Les acteurs peuvent progresser vers une approche intégrée en interrogeant les points suivants concernant le projet qu’ils élaborent :

  • cf. schéma ci-dessous

 

• Qu’est-ce qui rend l’initiative créative et innovante ?

• En quoi apporte-t-elle des solutions à la source du problème ?

• Que devrait être l’approche pour miser sur des stratégies et des interventions multiples ?

• Comment les projets, programmes et services démontrent-ils des pratiques basées sur des données probantes et/ou des pratiques prometteuses ?

• Quels sont les mécanismes qui encouragent la participation de plusieurs secteurs, la collaboration des individus et de tous les groupes communautaires concernés ?

> Des éléments fondamentaux d’une approche intégrée

Evaluer la situation

« L’évaluation situationnelle » consiste à rechercher l’information qui va permettre « de comprendre la source de la problématique et de définir les stratégies communautaires » pour traiter cette problématique. Cette évaluation s’intéresse à la situation et aux besoins perçus, mis en relation avec une situation et des besoins plus globaux, ces derniers amenant à explorer la problématique plus en amont pour « développer des solutions plus près de la source du problème ».

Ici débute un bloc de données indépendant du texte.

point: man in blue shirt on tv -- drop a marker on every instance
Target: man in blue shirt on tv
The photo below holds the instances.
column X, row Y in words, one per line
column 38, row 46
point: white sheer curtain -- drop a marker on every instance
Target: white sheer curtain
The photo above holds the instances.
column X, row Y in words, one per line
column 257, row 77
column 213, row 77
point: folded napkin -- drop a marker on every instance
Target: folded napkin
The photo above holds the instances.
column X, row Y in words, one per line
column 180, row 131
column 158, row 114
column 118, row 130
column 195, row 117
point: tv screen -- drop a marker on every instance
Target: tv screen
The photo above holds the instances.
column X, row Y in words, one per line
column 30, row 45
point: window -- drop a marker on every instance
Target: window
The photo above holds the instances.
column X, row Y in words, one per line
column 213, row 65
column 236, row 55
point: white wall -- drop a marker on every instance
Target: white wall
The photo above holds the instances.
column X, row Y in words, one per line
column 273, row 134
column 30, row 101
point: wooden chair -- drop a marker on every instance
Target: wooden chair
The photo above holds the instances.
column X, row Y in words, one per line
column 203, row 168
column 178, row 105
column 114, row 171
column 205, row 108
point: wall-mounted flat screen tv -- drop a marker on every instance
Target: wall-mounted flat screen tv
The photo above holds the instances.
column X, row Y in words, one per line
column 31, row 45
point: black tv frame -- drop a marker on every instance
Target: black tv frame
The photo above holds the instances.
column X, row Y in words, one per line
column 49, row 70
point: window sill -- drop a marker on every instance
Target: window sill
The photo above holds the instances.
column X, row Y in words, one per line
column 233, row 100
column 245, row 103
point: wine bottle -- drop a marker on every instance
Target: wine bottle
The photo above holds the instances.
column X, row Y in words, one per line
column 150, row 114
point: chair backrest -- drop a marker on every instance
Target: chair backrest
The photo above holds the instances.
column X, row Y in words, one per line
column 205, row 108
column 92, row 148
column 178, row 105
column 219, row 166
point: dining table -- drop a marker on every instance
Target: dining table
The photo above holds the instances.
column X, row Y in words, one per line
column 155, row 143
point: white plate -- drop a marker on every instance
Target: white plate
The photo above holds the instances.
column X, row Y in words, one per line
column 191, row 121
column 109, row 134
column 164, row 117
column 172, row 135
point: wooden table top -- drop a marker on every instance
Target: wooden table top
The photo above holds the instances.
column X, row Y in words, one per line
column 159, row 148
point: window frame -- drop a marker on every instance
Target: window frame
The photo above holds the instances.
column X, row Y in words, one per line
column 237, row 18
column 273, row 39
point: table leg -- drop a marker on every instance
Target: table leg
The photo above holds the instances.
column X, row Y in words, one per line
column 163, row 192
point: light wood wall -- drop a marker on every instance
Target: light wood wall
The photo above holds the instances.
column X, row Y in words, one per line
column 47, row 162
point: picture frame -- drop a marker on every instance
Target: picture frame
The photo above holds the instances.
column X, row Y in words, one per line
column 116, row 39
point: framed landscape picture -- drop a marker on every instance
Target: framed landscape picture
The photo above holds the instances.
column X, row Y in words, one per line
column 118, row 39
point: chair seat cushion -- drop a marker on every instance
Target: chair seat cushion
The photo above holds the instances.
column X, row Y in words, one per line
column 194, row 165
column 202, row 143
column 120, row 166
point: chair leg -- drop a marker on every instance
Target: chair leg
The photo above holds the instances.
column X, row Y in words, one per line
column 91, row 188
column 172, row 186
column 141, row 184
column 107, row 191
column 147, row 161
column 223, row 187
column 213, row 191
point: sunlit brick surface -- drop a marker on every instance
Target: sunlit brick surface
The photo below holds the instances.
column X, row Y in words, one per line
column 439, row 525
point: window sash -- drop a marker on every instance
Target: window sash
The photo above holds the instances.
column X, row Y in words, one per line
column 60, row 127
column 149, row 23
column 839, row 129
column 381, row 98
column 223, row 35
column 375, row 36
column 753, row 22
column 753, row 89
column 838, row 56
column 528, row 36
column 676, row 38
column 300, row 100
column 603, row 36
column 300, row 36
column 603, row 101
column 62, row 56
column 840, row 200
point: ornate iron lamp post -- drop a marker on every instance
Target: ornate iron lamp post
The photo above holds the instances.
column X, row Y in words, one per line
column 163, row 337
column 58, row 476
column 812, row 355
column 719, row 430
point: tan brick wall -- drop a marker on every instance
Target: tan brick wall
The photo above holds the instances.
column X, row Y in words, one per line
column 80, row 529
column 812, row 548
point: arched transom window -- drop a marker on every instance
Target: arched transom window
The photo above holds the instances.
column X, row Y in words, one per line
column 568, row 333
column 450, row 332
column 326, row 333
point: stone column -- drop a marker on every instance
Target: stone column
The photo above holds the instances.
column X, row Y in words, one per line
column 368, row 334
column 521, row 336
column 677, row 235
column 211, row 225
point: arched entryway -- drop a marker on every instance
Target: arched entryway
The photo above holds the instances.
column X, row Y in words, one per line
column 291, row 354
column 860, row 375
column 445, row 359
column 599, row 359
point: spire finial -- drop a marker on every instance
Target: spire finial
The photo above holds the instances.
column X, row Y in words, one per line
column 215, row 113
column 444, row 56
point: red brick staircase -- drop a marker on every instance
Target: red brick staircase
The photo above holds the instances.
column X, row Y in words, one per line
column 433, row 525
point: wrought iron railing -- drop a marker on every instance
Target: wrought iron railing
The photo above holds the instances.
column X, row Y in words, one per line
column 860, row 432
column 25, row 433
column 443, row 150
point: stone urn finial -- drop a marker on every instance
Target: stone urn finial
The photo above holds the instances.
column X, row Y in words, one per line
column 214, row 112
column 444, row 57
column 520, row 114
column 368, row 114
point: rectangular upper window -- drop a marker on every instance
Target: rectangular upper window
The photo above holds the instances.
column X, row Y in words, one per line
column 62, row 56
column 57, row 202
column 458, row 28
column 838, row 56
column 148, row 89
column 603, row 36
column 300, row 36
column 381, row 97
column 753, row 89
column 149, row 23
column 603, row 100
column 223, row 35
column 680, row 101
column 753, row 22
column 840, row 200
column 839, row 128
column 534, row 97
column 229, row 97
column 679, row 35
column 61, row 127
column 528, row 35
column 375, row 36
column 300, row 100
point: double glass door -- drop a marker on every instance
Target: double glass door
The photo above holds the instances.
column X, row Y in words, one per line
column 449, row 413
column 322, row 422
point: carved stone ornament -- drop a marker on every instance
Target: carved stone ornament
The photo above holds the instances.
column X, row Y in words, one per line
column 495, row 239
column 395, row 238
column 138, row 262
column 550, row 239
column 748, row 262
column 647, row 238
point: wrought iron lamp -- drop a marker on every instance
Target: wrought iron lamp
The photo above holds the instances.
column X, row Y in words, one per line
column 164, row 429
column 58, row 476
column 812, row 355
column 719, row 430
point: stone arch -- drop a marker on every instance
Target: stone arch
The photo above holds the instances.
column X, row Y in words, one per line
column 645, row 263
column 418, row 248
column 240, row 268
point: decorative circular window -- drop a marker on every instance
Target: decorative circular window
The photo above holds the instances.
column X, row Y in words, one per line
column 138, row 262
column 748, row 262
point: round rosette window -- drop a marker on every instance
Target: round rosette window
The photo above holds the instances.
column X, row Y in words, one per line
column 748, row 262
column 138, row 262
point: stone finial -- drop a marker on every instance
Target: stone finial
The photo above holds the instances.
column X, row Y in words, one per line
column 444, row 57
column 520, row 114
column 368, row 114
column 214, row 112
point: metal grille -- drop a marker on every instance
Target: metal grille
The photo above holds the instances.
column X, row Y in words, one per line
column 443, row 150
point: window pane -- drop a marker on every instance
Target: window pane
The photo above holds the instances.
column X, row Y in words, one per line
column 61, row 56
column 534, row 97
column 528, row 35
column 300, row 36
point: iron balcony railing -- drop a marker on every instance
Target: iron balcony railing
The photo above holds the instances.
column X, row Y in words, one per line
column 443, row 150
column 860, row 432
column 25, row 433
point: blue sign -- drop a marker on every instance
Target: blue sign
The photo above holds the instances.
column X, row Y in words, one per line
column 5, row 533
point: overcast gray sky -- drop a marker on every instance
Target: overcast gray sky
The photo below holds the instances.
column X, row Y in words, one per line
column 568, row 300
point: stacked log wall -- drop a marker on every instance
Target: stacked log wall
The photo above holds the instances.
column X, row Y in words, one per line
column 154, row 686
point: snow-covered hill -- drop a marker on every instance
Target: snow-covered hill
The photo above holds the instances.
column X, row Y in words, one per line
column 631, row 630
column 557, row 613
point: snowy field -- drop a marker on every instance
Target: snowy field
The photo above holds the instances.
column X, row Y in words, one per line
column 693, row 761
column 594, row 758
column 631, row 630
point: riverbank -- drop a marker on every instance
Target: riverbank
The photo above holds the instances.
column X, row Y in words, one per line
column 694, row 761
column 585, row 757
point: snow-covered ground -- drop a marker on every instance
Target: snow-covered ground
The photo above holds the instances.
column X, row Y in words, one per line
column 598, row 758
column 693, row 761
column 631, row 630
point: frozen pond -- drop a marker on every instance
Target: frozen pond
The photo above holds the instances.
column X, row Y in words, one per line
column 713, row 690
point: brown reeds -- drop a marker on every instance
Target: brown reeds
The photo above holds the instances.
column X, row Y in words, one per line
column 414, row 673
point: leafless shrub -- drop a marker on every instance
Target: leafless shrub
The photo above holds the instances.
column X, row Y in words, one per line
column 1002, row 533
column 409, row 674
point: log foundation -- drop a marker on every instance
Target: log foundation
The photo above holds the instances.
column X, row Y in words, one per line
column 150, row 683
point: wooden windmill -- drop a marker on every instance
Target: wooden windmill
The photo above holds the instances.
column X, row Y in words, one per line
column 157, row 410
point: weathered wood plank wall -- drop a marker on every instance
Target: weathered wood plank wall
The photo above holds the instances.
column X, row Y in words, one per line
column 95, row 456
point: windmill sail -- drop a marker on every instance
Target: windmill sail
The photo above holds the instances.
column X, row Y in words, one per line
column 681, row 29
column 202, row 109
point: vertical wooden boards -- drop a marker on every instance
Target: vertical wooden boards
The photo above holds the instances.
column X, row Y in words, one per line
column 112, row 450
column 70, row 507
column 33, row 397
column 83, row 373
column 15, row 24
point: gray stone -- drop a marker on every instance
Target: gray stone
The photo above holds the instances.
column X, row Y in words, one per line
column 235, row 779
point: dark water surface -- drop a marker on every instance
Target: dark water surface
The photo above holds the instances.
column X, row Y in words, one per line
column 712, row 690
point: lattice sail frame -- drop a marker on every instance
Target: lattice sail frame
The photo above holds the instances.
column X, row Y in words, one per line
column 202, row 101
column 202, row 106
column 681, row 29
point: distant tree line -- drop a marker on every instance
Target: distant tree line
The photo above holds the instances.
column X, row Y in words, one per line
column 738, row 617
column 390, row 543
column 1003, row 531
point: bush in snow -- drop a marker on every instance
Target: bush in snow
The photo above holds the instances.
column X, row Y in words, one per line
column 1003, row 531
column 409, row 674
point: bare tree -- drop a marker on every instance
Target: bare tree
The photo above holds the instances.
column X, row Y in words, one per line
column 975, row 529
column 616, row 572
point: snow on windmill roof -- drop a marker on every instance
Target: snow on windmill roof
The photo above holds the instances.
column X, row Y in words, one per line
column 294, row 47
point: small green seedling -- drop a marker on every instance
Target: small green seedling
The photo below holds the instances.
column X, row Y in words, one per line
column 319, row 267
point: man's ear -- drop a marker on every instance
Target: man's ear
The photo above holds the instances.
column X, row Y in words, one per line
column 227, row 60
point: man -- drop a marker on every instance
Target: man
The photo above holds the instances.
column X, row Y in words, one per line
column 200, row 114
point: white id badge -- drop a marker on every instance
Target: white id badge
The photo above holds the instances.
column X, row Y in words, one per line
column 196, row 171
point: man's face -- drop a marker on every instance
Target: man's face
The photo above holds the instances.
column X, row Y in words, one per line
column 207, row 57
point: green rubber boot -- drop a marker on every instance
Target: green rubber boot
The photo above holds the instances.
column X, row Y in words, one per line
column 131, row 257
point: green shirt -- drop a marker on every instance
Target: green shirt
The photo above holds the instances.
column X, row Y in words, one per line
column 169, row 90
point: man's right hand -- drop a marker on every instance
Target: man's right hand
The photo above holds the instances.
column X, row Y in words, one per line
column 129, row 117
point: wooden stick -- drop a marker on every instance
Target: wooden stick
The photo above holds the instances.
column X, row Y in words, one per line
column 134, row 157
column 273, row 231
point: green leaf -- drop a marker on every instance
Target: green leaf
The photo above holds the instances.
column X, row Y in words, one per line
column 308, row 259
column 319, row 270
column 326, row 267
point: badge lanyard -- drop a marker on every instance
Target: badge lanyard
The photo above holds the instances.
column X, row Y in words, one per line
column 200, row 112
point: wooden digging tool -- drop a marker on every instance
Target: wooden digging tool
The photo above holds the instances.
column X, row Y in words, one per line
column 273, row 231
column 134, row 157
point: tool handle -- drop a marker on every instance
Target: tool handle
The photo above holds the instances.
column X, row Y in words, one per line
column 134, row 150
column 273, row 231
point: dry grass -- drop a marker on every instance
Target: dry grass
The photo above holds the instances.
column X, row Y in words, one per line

Par exemple, comment comprendre le problème de l’obésité chronique dans toutes ses dimensions ? Les questions suivantes peuvent y aider :

• Pourquoi les gens ne sont-ils pas enclins à pratiquer une activité physique ou adopter une alimentation équilibrée ? Quelles sont les tendances en ce sens ?

• Y-a-t-il des données probantes à ce sujet ?

• Les infrastructures disponibles appuient-elles l’adoption d’un style de vie favorable à la santé dans cette communauté ?

• Les gens ont-ils accès à des aliments sains ? Si non, pourquoi ? Qu’est-ce qui manque à cette communauté pour y avoir accès ?

• Y a-t-il des problématiques sous-jacentes à la situation ? Par exemple, un quartier où la criminalité et la violence règnent est peu propice à l’activité physique

• Qui bénéficie de la situation ?

• Y-a-t-il possibilité de sensibiliser les gens? Y a-t-il de la place pour la prise en charge communautaire? Si non, comment le projet peut-il y contribuer ?

Un autre exemple : dans les communautés rurales, l’automobile représente souvent une dépense importante ; sans elle, les familles n’ont pas accès aux services, à la vie sociale, aux possibilités d’emploi,... Aussi, en situation de précarité économique, « le choix entre la nourriture sur la table au quotidien ou l’automobile familiale se pose constamment ». Comment résoudre la problématique de sécurité alimentaire et ses conséquences dans ce contexte ? en interrogeant notamment les points suivants :

• Comment la mise en commun des ressources pourrait-elle contribuer à la solution ?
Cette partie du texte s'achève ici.